22 de diciembre de 2009

V INTERNACIONAL: LA PROPUESTA DE CHAVEZ

A mediados de noviembre, en la noche de Caracas, muy arriba, en los salones del Hotel Humbolt, en la cima de El Ávila, al que solo puede accederse a través de teleférico o por caminos de montaña, Chávez anunció a los representantes de partidos políticos que participaban de una cumbre de supuestos “partidos de izquierda”, su voluntad de impulsar la creación de la Quinta Internacional.

En El Ávila, la temperatura es al menos diez grados menor que en Caracas, pero no fue eso lo que provocó el rostro congelado de la absoluta mayoría de los participantes del evento, incluidos los organizadores: ministros del gobierno chavista y dirigentes del PSUV. Como en la tarde calurosa de 2005 en Porto Alegre cuando Chávez volvía a poner a rodar por el mundo la palabra socialismo de manera alternativa al actual sistema, aunque esta vez sumándole un apellido confuso como el de Siglo XXI, ahora le metía un debate a la izquierda mundial sobre la necesidad de crear una organización internacional para “superar al capitalismo por el socialismo”.

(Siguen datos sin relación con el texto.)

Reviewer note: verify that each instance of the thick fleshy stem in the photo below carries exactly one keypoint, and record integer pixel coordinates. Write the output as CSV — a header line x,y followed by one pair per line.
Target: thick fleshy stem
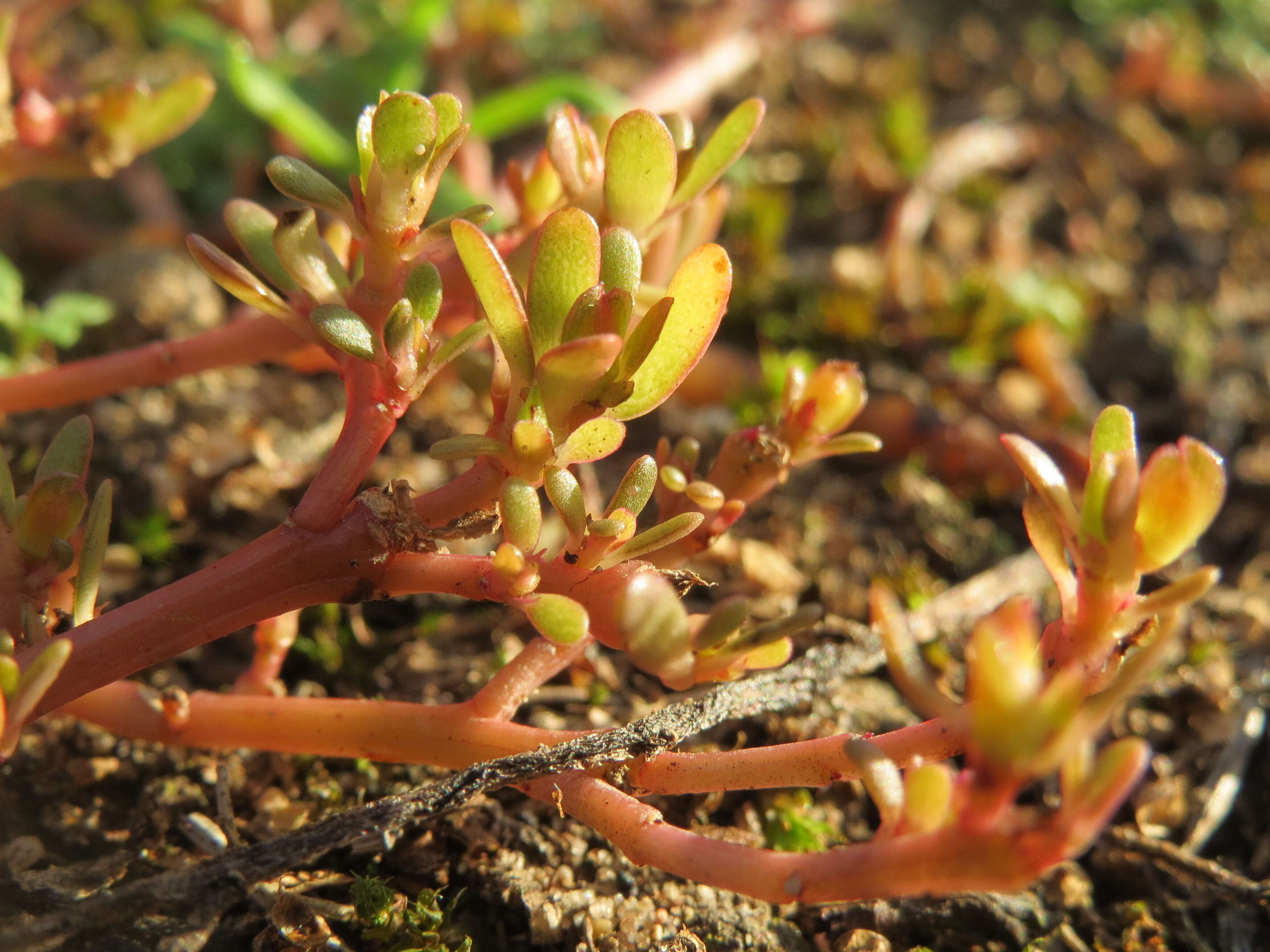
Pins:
x,y
949,860
274,640
374,409
502,696
808,763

El marco no era el propicio. Los invitados, en su mayoría, estaban más interesados en hacer negocios con la boliburguesía local o la burocracia estatal “roja rojita”, que hablar de internacionales y menos escuchar los nombres de Lenin, Trotsky, Rosa Luxemburgo, Marx o Engels. Rápidamente el representante del PRI mexicano, aliado al PJ argentino en una variante de internacional democratacristiana, interrumpió a Chávez y lo invitó a sumarse a esa organización. Los representantes del PT de Brasil afirmaron que prefieren mantenerse en el marco del Foro de Sao Paulo, una especie de rejunte de socialdemócratas neoliberales. Y los partidos comunistas de América Latina, a excepción del cubano que aun hoy no se ha pronunciado, defendieron su tesis de frentes antiimperialistas ya fracasados a lo largo de décadas. Ellos (los PCs) no pueden tolerar el reconocimiento de la Cuarta Internacional, prefieren que se mantenga oculta para no tener que explicar los crímenes contra la revolución mundial cometidos por el estalinismo.
Ni los invitados, ni el escenario, lo ayudaron. Chávez insistió en el Congreso del PSUV y puso a consideración de los delegados del Congreso, el debate sobre la Quinta Internacional. Pero tuvo que reconocer que en todo caso avanzaría con quienes estuvieran dispuestos a acompañarlo, aunque fueran pequeños partidos. Y anunció una futura reunión de un comité promotor para Abril de 2010.

La crisis, la nueva etapa mundial y la necesidad del reagrupamiento de los revolucionarios

El discurso y la propuesta de Chávez expresan una realidad internacional ya inocultable. La crisis estructural del capitalismo imperialista no tiene vistas de solución. El sistema es cuestionado en su centro mismo, Estados Unidos. Terminó la etapa en que el imperialismo avanzaba con su ideología de fin de la historia. Y el mundo está sacudido por un proceso donde la salida a las atrocidades del sistema y la barbarie consecuente que provocará el imperialismo de mantenerse, es cada vez más claramente el socialismo.

Pero justamente lo que hace inconsistente el llamado de Chávez es el auditorio elegido y lo difuso de la propuesta. Esos invitados en su gran parte prefieren mantener el curso de barbarie que provoca la permanencia del sistema del capital. La propuesta tampoco cuenta con un marco que delimite, más allá de recoger la tradición histórica de las internacionales anteriores y de las críticas al stalinismo, la propuesta es confusa al menos como la de socialismo de siglo XXI.

Sin embargo expresa la necesidad de reagrupamiento de fuerzas para enfrentar en mejores condiciones al imperialismo y a los enemigos interiores del pueblo trabajador.
En ese sentido es una propuesta a tener en cuenta, a evaluar su evolución, y a entrar de lleno al debate que propone. No es un debate que pueda despacharse con adjetivos calificativos. Es necesario tomar en cuenta la realidad internacional y la necesidad que de ella se desprende.

Que la propuesta de Chávez no sea la salida que propugnamos los que sostenemos la actualidad de la IV Internacional y su programa, no significa que debamos despreciar el espacio de debate e inclusive de acciones unitarias que pueda generar. Por eso vamos a participar en las reuniones y eventos donde estos temas se debatan, llevando nuestras propuestas políticas y programáticas. Y en ese sentido, es una obligación de las fuerzas que luchamos por un reagrupamiento internacional de los revolucionarios, buscar tácticas y políticas comunes para participar de este debate.